Demgegenüber erscheinen andere in der Literatur beschriebene Aufarbeitungen eher aufwendig. SCHLINGLOFF (1997) extrahierte ebenfalls im Basischen, führte die Plasmaproben jedoch über eine Festphasen-Extraktionssäule und musste zur Messung an einem Gaschromatographen derivatisieren. POPOT et al. (2000) extrahierten Pferdeurinproben bei pH 9,5 und nutzten ebenfalls eine Festphasen-Extraktion. DAMM (1989) führte zur Analyse von 4-MAA in Humanplasma und –urin eine Flüssig-Flüssig-Extraktion im basischen pH-Bereich vor Messung mittels HPLC-UV-Verfahren durch.

Vergleichend stellt Aufarbeitungsprozedur der erarbeiteten Methode ein einfaches, schnelles und praktikables Verfahren dar.

Besondere Schwierigkeiten lagen in dieser Studie während der Validierung der Methode in der starken Oxidationsneigung des 4-MAA unter Lichteinfluss und bei Verbringung in wässriges Milieu begründet. Dieses wurde nach Messungen von Kalibrierreihen deutlich, die mit 4-MAA-Stamm- und Arbeitslösungen erstellt wurden, in denen das 4-MAA in Methanol oder in 0,06 N Salzsäure gelöst war. Waren die methanolischen oder salzsäurehaltigen wässrigen Stamm- und Arbeitslösungen älter als 24 Stunden, verfärbten sie sich zunehmend gelblich. Zudem zeigte sich in Abhängigkeit von der Lagerzeit eine erhebliche Streuung der Ergebnisse der Messreihen mehrerer Tage. Akzeptable Kalibrierreihen wurden erst erhalten, nachdem die 4-MAA-Stamm- und Arbeitslösungen mit 1%-iger Mercaptoethanollösung (in 0,06 N Salzsäure) erstellt wurden. 4-MAA erschien darin für ca. 4 Wochen stabil. Unter Berücksichtigung der erheblichen Oxidationsneigung von 4-MAA war es von Interesse, wie lange 4-MAA nach der Aufarbeitung, gelöst in dem Ammoniumacetat-HPLC-Anfangspuffer

und in HPLC-Autosamplervials verbracht, reproduzierbare Messergebnisse liefert. Dazu wurden Proben der Kalibrierreihen der Validierung nach 24, 48 und 72 Stunden Lagerung bei Zimmertemperatur wiederholt gemessen und die gemessenen Konzentrationen mit denen von Messreihen verglichen, die sofort nach der Aufarbeitung gemessen wurden. Dabei wurde festgestellt, dass bis zu 24 Stunden reproduzierbare Messergebnisse gewährleistet sind.

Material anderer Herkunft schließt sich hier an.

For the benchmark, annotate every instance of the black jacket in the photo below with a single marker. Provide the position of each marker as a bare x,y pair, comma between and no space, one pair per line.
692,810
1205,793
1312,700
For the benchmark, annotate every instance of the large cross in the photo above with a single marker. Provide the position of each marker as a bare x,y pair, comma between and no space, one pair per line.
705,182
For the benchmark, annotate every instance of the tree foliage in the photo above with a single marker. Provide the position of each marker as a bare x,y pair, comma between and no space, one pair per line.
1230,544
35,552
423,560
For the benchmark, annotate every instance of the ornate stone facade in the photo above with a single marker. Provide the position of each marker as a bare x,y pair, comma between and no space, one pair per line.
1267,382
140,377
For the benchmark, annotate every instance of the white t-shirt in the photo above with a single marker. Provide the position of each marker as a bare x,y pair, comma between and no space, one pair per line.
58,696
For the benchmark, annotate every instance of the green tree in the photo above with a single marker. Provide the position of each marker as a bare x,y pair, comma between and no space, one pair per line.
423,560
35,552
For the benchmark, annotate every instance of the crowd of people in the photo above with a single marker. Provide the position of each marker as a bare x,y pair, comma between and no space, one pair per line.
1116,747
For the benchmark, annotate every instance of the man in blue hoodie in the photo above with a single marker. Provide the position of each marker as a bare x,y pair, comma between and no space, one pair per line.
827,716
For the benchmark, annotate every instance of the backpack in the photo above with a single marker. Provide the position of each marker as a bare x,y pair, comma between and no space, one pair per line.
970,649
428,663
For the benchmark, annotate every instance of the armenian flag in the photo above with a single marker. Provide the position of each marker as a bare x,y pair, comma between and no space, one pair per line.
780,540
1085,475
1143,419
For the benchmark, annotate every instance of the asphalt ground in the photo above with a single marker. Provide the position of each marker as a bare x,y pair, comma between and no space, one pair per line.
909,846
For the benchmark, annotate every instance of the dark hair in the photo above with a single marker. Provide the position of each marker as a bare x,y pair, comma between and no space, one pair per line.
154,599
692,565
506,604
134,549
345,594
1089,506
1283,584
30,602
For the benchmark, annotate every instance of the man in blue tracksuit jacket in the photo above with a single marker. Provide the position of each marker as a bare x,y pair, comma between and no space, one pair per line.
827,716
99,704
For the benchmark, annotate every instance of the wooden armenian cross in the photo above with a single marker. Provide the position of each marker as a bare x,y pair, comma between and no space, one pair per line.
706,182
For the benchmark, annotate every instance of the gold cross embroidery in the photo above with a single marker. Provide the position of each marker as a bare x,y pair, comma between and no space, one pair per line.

Wurde die Proben wie oben beschrieben zwischenzeitlich nicht bei Zimmertemperatur, sondern bei +4° C aufbewahrt, ist bis zu 48 Stunden die Reproduzierbarkeit der Messergebnisse gewährleistet.

Abschließend ist zu erwähnen, dass die Wiederfindungsraten, die mit dieser Methode erzielt wurden, durch Veränderung der Aufarbeitungsprozedur verbesserbar erscheinen. Die Methode zeichnet sich durch das einfache Aufarbeitungsverfahren, valider Präzision und Reproduzierbarkeit aus. Zudem kann die entwickelte Methode über einen großen Konzentrationsbereich gleichermaßen für Plasma und Urin angewendet werden.